I do not recommend using type=simple for the reasons @mheon has mentioned above.

What is the current best practice for getting container output in the journal when running rootless containers as user units?

I do see the stdout in the journal. For instance, a container that does nothing more than echo 123:

[...] Jan 10 14:52:09 nebuchadnezzar conmon[163851]: 123 [...]

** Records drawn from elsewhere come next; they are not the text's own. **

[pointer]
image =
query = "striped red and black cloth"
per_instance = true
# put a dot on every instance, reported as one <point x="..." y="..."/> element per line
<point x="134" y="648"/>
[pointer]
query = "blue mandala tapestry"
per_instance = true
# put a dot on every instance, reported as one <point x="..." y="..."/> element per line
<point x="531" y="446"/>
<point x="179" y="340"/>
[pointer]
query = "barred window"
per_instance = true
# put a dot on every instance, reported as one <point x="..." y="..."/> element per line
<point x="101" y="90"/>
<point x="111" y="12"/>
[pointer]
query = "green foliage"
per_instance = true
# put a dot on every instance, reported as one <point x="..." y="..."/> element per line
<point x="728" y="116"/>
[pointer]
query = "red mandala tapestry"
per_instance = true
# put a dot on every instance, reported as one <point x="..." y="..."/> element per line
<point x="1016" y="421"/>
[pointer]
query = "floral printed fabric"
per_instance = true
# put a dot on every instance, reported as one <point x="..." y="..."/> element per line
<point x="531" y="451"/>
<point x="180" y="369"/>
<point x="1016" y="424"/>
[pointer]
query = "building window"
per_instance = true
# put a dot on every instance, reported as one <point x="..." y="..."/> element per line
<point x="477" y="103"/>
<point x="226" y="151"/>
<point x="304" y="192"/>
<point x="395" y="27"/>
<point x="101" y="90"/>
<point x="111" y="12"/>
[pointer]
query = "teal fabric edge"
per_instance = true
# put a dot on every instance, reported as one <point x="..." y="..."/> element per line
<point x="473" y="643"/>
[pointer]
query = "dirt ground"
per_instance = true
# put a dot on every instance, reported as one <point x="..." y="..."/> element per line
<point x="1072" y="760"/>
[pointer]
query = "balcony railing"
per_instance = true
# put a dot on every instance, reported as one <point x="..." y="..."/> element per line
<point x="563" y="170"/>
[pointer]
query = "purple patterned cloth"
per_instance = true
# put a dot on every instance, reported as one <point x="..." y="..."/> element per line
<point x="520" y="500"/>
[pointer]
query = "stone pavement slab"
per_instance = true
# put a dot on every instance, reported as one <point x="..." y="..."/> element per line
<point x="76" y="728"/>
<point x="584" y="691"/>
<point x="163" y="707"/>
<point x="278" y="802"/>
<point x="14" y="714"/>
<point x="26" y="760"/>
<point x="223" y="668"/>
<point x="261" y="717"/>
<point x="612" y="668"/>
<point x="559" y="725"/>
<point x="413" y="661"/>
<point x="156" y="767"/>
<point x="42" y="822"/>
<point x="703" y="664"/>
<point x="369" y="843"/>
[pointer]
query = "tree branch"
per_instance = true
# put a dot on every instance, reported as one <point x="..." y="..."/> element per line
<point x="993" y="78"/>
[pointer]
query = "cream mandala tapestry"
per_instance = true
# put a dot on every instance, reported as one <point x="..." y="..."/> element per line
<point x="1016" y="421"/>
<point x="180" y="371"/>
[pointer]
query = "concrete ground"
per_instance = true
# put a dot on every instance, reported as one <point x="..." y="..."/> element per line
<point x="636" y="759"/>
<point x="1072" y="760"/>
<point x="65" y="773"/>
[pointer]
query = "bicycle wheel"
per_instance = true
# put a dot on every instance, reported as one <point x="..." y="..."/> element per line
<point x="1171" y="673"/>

Are you not seeing that on your machine?

scolby33 commented 2 years ago

I was definitely not seeing output in the journal from configurations like those mentioned above. However, I have since changed my units to be like:

[Unit]
...

[Service]
...
ExecStart=/usr/bin/podman run --cidfile=... --cgroups=no-conmon --rm --pod-id-file ... --sdnotify=conmon -d --replace --log-driver=journald --name... ...
...
Type=notify
NotifyAccess=all

...

Things have been working as I would like. In particular, I think the --log-driver=journald was the solution here. Since I've kept -d and Type=notify I think this doesn't fall afoul of any of the problems mentioned above. Does this make sense or is there something incorrect with this configuration as well?